UAH went 48-181-24 altogether in Corbett's seven seasons at the helm, including 2-26-6 overall in 2019-20. In their history, the Chargers have earned two NCAA Division II national titles (1996, 1998) and two NCAA Division I tournament berths (2007, 2010).

West, 49, served as an assistant coach at Alaska (Fairbanks) from 2007 to 2018 before overseeing the Nanooks as their interim head coach for 2017-18. The British Columbia native then returned as an assistant to Huntsville, the place where he recorded 45 goals and 68 assists for 113 points to go along with 100 penalty minutes in 108 career outings with the Chargers.

West ranks 15th-time in career points at UAH, and also tallied a pair of hat tricks in his time with the Chargers. Immediately after finishing his collegiate playing career, he spent 10 seasons as a volunteer/assistant coach with his alma mater before going to Fairbanks.

ADDENDUM: On July 22, UAH elevated West to permanent head coach of the Chargers.

Monday, June 1, 2020

Cashman Takes Helm at Dartmouth


Former Quinnipiac University defenseman Reid Cashman is the new head men's ice hockey coach at Dartmouth College. Cashman, 37, who played at Quinnipiac from 2003 to 2007, succeeds Bob Gaudet, who mentored Dartmouth, his alma mater, for the last 23 years.

A native of Red Wing, Minn., Cashman spent the last two seasons as an assistant coach with the NHL's Washington Capitals, following a pair of campaigns with their AHL affiliate in Hershey, Pa. He was an assistant at Quinnipiac from 2011 to 2016, where he helped the Bobcats to the NCAA title game in his final season behind the bench there.

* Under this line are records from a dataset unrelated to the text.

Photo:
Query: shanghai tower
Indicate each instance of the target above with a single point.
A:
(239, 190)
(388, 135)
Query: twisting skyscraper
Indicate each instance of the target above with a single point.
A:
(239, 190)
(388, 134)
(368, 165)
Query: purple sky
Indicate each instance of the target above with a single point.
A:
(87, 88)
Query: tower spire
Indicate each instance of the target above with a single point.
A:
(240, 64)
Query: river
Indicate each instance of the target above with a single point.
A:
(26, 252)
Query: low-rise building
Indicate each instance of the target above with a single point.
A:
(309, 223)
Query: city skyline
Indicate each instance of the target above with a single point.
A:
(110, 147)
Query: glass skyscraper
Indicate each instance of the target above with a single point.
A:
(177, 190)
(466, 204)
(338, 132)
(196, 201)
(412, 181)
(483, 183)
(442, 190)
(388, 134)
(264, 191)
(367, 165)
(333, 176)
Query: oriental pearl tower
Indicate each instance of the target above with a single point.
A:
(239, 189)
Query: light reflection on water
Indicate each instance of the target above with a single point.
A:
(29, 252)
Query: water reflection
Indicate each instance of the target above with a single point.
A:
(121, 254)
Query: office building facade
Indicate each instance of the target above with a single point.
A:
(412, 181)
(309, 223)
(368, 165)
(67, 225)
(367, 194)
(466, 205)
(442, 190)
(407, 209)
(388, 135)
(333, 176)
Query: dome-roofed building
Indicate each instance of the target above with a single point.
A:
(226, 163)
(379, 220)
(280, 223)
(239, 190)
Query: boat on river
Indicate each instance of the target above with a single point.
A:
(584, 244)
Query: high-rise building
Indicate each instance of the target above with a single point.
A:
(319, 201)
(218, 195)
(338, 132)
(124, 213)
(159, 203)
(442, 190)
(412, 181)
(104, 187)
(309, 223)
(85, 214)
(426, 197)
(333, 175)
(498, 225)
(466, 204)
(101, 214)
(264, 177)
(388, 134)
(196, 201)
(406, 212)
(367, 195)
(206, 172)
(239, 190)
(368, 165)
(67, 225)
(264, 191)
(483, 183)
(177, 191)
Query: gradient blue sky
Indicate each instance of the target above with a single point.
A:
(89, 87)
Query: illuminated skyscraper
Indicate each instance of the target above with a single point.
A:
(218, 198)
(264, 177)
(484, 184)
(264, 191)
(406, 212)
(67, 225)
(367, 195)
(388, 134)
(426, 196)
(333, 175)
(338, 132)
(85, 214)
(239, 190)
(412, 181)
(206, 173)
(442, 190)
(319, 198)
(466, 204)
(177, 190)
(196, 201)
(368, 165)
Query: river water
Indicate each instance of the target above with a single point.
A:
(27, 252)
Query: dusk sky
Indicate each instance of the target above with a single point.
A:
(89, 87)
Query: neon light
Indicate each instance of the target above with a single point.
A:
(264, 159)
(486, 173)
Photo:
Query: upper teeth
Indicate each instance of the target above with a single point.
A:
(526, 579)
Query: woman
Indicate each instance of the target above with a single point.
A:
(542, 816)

A junior hockey product of Waterloo (USHL), Cashman skated in 151 career collegiate games on the Bobcats blueline, notching 23 goals and 125 assists for 148 points to go with 246 penalty minutes. He recorded 32 or more assists in each of his final three campaigns, and was a two-time All-America and All-ECAC Hockey selection. He also helped Quinnipiac to three 20-win campaigns, plus the 2007 ECAC hockey championship game, and was named the 2004-05 Atlantic Hockey player of the year in Quinnipiac's final season in that conference.

After departing Quinnipiac as player, the undrafted Cashman played five seasons of professional hockey. He skated in the ECHL with Columbia, Wheeling and Cincinnati, and in the AHL with Toronto, Wilkes-Barre/Scranton and Milwaukee, before finishing his career in 2010-11 with Linz EHC (Austria) and then subsequently returning to his alma mater as an assistant.